Die Sendung Löwenzahn kommt herausragend gut an. Die fiktionale Handlung involviert, Hund Keks und der Einfallsreichtum von Protagonist Fritz überraschen und begeistern. Die Kinder gewinnen aus der Geschichte Handlungsoptionen für die Wiederverwendung von Müll. Die Aufmerksamkeit ist herausragend durchgängig und Fritz kommt herausragend gut an – ohne Geschlechterunterschied! Allerdings sind sich die Kinder weniger sicher als erwartet, ob Fritz auch zu Hause etwas macht, um die Umwelt zu schützen.

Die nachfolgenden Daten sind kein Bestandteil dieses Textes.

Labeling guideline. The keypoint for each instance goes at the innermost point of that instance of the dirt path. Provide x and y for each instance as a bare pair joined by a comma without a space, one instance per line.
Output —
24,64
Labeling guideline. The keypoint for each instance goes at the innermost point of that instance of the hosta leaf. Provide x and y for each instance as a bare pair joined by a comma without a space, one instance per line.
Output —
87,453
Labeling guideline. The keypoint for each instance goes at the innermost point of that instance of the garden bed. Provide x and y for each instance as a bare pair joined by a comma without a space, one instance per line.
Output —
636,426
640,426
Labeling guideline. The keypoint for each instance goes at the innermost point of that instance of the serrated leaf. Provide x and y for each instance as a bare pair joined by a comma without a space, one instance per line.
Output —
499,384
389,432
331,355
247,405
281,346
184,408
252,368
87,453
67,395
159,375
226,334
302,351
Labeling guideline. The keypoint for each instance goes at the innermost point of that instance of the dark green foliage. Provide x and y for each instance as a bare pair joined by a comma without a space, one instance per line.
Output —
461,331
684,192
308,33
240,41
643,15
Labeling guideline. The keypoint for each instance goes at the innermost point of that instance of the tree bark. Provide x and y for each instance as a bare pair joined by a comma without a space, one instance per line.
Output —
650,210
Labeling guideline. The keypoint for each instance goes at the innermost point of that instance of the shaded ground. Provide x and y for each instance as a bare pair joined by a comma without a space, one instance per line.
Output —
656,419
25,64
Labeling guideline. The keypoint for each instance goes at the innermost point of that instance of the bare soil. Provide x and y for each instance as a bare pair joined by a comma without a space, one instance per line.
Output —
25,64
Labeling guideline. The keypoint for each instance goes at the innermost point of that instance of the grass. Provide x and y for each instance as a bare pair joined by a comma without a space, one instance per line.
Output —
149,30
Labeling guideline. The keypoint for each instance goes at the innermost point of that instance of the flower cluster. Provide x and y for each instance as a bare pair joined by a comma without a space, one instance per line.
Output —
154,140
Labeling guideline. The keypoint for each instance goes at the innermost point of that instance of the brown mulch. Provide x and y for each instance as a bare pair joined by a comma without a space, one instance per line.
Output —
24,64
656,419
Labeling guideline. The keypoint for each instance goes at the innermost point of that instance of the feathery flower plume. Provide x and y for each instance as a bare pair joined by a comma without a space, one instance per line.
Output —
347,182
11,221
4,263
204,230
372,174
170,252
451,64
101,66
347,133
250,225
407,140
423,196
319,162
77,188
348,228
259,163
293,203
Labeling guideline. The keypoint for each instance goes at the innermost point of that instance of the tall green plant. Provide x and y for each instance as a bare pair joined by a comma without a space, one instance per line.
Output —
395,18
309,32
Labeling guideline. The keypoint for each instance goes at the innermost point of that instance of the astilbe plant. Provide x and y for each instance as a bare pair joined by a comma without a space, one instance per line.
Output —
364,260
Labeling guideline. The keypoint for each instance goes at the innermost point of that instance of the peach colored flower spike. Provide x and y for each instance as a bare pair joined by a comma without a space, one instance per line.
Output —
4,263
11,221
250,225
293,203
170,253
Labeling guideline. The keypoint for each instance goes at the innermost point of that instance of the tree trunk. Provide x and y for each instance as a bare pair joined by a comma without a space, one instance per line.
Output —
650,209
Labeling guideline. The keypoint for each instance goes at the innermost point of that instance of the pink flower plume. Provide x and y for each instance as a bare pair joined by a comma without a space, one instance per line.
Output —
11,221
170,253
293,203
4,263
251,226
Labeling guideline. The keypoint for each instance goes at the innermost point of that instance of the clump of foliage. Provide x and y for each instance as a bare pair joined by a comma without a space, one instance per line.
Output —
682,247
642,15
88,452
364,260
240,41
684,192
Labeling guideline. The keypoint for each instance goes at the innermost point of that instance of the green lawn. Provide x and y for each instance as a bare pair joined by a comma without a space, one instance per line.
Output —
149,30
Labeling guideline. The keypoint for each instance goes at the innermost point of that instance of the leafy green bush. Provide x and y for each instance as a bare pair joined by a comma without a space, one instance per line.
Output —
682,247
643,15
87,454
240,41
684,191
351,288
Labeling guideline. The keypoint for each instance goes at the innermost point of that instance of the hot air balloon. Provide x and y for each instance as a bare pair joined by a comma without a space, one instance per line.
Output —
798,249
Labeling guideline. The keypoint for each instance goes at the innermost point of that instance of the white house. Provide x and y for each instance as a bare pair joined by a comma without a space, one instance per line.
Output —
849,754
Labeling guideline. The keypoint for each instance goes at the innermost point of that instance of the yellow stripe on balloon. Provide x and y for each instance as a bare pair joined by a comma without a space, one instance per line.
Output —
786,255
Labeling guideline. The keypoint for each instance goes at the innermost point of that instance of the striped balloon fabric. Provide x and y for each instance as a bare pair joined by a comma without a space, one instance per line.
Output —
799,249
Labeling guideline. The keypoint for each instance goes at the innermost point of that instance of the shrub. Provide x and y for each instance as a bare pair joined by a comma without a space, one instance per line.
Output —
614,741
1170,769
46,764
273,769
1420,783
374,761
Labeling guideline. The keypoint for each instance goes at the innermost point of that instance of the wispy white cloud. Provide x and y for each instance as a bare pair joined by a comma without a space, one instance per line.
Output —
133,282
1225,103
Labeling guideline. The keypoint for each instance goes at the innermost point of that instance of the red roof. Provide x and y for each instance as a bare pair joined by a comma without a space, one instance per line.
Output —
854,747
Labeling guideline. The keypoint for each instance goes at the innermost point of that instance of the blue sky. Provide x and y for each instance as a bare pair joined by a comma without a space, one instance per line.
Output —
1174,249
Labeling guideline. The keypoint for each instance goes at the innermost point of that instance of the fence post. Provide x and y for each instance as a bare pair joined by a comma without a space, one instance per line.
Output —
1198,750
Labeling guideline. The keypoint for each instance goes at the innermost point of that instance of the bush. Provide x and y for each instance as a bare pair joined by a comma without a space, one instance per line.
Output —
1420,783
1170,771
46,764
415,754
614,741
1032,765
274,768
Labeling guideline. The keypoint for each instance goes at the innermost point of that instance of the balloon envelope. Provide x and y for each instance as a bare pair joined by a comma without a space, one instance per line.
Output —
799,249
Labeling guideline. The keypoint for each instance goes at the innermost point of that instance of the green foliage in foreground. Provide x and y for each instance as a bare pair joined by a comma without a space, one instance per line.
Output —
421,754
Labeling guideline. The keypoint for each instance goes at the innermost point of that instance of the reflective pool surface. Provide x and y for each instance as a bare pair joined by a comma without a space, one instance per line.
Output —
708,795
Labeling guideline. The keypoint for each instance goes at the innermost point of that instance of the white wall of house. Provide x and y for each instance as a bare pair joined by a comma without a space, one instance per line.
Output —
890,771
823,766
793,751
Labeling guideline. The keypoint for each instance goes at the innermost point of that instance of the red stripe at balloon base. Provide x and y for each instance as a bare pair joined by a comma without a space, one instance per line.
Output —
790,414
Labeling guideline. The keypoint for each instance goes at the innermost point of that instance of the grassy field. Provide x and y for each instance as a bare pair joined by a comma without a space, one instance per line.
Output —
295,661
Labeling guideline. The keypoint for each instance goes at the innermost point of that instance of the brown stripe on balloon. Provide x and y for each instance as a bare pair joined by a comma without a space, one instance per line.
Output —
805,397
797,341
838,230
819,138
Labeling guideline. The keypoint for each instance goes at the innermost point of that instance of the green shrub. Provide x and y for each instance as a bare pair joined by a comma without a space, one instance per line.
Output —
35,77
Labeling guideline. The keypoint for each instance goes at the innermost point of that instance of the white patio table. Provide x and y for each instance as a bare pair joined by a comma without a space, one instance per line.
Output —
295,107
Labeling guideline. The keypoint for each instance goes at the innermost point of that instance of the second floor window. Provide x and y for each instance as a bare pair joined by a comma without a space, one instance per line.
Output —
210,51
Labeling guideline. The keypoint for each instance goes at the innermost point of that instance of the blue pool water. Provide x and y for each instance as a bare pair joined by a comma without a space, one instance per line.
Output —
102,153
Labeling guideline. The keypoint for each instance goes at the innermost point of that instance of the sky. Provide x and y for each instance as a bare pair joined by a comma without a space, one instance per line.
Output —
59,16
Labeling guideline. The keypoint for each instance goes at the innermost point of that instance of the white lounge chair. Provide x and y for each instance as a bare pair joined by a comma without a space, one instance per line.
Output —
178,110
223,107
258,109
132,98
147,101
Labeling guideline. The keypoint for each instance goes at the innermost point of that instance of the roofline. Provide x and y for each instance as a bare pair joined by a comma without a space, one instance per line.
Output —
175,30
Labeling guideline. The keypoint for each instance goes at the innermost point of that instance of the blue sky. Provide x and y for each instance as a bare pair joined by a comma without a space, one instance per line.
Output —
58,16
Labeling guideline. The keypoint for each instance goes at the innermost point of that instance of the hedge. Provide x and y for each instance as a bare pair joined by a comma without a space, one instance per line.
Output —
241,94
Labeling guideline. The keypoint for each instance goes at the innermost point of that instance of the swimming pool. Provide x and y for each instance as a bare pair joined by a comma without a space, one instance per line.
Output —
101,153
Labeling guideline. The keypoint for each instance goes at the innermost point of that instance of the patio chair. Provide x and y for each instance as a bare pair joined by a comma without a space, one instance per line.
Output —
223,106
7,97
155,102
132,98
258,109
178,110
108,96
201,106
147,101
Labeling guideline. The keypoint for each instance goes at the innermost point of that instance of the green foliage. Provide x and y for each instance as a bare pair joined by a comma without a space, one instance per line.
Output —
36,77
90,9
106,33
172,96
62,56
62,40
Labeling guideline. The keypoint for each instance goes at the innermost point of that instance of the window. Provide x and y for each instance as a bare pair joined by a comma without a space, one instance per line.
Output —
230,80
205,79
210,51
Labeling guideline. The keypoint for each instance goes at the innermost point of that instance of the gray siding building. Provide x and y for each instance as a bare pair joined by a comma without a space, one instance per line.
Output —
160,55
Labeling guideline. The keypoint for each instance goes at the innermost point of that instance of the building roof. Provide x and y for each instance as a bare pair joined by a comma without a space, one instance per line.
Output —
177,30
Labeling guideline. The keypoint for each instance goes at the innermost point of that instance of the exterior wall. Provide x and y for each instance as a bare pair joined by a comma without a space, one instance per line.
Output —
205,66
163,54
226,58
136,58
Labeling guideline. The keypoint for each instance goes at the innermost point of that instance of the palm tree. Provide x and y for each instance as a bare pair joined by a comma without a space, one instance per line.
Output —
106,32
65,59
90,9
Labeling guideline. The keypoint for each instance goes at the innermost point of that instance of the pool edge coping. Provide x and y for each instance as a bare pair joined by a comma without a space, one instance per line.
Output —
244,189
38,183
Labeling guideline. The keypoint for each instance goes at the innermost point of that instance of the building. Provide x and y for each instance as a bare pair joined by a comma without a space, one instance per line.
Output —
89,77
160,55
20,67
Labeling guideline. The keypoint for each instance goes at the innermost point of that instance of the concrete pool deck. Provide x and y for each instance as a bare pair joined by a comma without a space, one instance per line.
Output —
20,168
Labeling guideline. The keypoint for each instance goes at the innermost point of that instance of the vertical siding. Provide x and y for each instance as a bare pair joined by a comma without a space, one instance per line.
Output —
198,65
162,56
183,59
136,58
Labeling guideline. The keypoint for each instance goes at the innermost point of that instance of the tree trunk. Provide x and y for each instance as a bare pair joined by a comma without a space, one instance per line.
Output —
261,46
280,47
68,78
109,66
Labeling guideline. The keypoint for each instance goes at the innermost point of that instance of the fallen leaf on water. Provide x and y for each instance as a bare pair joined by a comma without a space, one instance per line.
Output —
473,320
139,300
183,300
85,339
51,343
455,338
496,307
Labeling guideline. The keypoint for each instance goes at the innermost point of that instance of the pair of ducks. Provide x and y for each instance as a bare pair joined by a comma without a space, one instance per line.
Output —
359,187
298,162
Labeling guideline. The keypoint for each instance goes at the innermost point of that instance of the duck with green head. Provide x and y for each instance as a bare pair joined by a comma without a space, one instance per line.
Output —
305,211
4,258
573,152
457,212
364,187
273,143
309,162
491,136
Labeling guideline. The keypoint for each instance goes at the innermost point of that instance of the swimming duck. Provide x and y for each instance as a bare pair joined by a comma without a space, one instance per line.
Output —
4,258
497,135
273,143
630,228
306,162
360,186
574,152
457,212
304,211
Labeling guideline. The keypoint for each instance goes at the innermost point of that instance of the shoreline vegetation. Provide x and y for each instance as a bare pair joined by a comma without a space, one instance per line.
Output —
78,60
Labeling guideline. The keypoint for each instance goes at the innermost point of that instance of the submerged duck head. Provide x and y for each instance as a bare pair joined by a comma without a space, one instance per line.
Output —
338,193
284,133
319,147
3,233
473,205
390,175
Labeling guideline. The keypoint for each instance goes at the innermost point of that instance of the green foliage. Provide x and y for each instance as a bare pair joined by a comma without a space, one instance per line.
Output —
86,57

Die von der Sendung logo! getesteten zwei Sendungsausschnitte zur Vermeidung von Müll kommen sehr gut an. Die Kinder nehmen sich von dem kurzen Erklärstück (Lara und ihre Familie) überraschend viel Fakten und Zusammenhangswissen mit. Kinder empfinden es als besonders wertvoll, dass logo! ihnen nicht nur erklärt, was sie schon mal gehört haben, sondern dass sie auch auf ganz neue Ideen gebracht werden. Die Aufmerksamkeit während der Rezeption ist bei diesem Stück durchweg hoch, was angesichts des rein erklärenden Charakters (angereichert mit kleinen humoristischen Momenten) als besonders wertvoll einzuschätzen ist. Bei dem anderen (Mecki Müll) schwankt es während der langen Erklärungspassage. Erklärung ist also auch für jüngere Kinder durchaus möglich, es muss jedoch der Gebrauchswert der Erklärung von Beginn an deutlich werden.


Literatur:
Holler, Andrea; Götz, Maya: Wann Kinder vom Kinderfernsehen lernen. Rezeptionsstudie zur Wirksamkeit von Wissenssendungen zu ökologischer Nachhaltigkeit. TelevIZIon, 30/2017/1, S. 44-48.